Along with The Ivy, the family also owns and runs Ivy at the Shore on Ocean Avenue in Santa Monica, The Ivy Bakery in Beverlywood, and boutique interiors and homeware shop Indigo Seas, located across the street from The Ivy on Robertson Boulevard.

== Ivy at the Shore ==
In 1985, Irving and von Kersting opened Ivy at the Shore on Ocean Avenue, near the Santa Monica pier. Ivy at the Shore serves a similar menu to The Ivy in a relaxed, tropical atmosphere with a scenic view of the Pacific Ocean, and features a front patio overlooking the ocean and a large outdoor garden in back. Shortly after its opening, it was acclaimed as 'the restaurant of the year' by Sharon Boorstin of the Los Angeles Herald Examiner.

== Dolce Isola: The Ivy Bakery ==
Irving and von Kersting opened Dolce Isola: The Ivy Bakery in 2007 inspired by Irving's original LA Desserts bakery. Located at 2869 South Robertson, the bakery serves a shortened version of The Ivy menu. Dolce Isola supplies desserts to the restaurants and also sells personalized occasion cakes.

==Notable patrons==
Lil' Kim and her "raucous entourage", "kept the sidecars flowing till closing at the tony Robertson Boulevard restaurant" while she was in Los Angeles working on her third solo album, according to a 2002 Los Angeles Times story. Paris Hilton's brother Barron held a birthday "bash" at The Ivy in 2004.

==In popular culture==
The restaurant is a location for "brunch on a Tuesday" in the 1992 film The Bodyguard starring Kevin Costner and Whitney Houston.

The restaurant is featured and discussed in many scenes of the 1995 film Get Shorty, where John Travolta, Danny DeVito, and Gene Hackman discuss how stars have to order "off-menu".

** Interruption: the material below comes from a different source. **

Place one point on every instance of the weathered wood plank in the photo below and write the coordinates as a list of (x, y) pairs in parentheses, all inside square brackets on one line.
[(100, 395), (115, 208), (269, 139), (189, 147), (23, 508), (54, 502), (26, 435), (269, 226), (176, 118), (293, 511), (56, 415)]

The Ivy is used as the site where Michael Vartan proposes to Jennifer Lopez in the 2005 film Monster-in-Law.

It is featured in season 12 of Keeping Up with the Kardashians.

It is featured in season 3 episode 9 and season 7 episode 19 of Entourage.

In 30 Rock season 1 episode "Tracy Does Conan", Tracy Jordan jokes about meeting Sharon Stone in the women's bathroom at The Ivy.